In his latest work, Bill Crowley challenges library and information science educators to examine the curriculum offered in American Library Association-accredited graduate programs, asserting that 'information'-centered education is crowding out 'library' education. While the text can be verbose at times, Crowley defends his position with data, research, and anecdotes culled from the past 50 years of the profession. He draws a haunting parallel between the current conditions of North American library education with the non-existence of 'library' in the United Kingdom's institutions of information science. At its core, the book is an examination of the cultural disconnections between the needs and requirements of academia and the need for practical education of future academic, public, and school librarians. If programs for obtaining formal education in the history and applications of librarianship are swallowed whole by the desires of 'information' scholars, how will these programs prepare librarians to run libraries in the future? Crowley's message creates opportunities for debate in classrooms and work rooms across librarianship; the age old topic of examining the 'L' word is still alive today.

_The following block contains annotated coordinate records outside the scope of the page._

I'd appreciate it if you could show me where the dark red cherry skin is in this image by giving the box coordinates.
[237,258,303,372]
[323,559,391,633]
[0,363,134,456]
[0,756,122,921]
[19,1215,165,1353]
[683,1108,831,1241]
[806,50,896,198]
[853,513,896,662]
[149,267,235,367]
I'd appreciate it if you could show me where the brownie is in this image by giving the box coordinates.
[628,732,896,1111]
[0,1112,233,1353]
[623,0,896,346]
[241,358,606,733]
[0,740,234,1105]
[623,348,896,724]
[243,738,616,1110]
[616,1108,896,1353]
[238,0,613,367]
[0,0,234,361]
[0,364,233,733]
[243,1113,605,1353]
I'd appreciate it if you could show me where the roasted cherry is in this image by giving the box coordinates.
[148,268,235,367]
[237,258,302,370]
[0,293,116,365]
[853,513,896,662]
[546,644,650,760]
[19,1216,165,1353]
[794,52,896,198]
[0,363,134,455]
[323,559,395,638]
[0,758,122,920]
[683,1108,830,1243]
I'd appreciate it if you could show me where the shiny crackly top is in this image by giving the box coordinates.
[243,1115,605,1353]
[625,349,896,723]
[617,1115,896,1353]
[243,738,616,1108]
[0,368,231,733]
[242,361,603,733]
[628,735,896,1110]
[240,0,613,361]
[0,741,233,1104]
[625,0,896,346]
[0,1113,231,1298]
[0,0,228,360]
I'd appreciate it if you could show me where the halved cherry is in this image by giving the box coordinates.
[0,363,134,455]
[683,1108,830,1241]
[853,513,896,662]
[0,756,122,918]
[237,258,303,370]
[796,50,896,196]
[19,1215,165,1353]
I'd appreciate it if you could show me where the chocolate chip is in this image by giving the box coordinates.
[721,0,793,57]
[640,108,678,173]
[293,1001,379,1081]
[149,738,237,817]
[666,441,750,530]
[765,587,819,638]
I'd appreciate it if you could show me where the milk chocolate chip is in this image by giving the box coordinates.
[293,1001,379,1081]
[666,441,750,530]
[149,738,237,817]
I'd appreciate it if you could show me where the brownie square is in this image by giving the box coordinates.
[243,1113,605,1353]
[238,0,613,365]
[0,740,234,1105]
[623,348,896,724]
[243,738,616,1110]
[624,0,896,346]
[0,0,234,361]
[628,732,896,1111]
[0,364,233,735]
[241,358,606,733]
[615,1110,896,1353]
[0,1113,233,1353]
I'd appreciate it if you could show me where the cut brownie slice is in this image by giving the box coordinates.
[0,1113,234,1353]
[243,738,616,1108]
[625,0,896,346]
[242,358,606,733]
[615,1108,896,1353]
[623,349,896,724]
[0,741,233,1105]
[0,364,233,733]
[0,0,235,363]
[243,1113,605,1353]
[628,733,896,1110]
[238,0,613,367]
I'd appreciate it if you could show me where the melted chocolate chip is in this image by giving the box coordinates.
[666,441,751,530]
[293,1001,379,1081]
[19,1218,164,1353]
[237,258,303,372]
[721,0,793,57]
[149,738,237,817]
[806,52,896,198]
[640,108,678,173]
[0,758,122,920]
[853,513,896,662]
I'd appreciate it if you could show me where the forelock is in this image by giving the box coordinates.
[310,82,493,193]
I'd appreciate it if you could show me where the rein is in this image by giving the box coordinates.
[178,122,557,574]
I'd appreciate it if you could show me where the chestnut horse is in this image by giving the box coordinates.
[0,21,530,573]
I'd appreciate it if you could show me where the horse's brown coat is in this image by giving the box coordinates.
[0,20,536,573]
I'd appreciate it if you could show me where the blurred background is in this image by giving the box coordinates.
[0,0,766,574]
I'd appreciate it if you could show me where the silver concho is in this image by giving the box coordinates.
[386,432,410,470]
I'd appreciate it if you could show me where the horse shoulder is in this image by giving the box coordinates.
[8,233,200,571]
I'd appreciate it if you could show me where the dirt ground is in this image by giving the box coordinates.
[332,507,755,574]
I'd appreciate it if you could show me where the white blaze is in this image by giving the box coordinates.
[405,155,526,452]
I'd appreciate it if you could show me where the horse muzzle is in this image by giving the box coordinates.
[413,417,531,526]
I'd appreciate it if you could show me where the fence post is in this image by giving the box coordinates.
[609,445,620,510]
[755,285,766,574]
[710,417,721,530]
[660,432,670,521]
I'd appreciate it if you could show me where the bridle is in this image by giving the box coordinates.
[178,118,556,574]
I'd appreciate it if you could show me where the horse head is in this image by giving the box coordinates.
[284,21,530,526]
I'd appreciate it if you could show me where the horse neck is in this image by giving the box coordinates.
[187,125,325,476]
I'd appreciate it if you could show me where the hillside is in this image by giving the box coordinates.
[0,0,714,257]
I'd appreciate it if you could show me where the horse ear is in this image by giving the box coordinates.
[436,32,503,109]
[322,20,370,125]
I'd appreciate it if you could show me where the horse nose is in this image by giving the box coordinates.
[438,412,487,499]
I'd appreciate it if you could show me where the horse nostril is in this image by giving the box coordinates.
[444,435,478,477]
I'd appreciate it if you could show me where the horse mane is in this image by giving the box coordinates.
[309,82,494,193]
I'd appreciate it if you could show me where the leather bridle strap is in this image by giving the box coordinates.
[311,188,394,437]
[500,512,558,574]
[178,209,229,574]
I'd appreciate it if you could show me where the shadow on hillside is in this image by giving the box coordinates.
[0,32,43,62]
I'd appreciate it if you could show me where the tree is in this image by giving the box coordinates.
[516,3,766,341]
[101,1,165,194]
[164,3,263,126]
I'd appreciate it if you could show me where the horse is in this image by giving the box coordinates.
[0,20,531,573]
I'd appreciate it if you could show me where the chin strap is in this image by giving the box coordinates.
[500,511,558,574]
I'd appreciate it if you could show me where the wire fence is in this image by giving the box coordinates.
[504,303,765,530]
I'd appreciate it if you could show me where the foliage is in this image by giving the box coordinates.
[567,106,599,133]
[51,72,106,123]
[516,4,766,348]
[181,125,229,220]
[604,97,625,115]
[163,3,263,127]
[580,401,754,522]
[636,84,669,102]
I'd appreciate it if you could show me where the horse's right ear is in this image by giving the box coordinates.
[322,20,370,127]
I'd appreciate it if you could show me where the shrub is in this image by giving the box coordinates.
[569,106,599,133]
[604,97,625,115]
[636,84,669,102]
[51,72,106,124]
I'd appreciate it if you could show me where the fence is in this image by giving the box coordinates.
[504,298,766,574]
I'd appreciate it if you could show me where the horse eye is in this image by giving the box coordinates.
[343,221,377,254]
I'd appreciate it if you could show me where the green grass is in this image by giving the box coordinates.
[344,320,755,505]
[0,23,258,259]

This book is a timely and incisive critique of professional librarianship and library education. In his deep concern for the profession, Crowley remains optimistic. Readers will find his message thought provoking, if not controversial. Besides being an engaging read, Crowley's scholarly approach has produced an extensive bibliography of literature that readers may explore more thoroughly as they consider his perspective and arguments. This book's far-reaching message and high regard for the best in the library profession make it an appropriate addition to the Beta Phi Mu Monograph Series.Renewing Professional Librarianship is a significant contribution to the library literature and it deserves the serious attention of professional librarians and library educators. It is an essential addition to collections supporting LIS programs.
This book does not provide step-by-step solutions, but is intended as more of a conversation starter. It is has a strong academic tone to it, but I still recommend it to anyone interested in the future of libraries and librarians. It would be a useful addition to a library system's professional collection and definitely has a place in every library school's collection.
. . . worth reading in order to encourage librarians and others to reconsider the direction which libraries are taking -- before the 'L-word' disappears altogether from human experience.
. . . many of his arguments are worth considering and will strike a chord with some in the profession . . . Indeed most readers will find something of interest while many will be stimulated, enraged and/or engaged by Crowley's opinions. Moreover, when a current dean of an ALA accredited programme and former Head of a British school opines that 'there is [a] pretty solid academic justification for spinning off librarianship programs from the major research universities and locating them in vocational education institutions' (Cronin, 1995) there is a need to hear from those who want to maintain and justify the value and values of the library profession. Crowley clearly cares passionately about the future of the profession and those it serves. . . . Library and information professionals should read his rumbustious text and, where they feel he has made a valid case, take up his challenge to do something about it.
This provocative book addresses important issues and clearly belongs in all library and information science collections.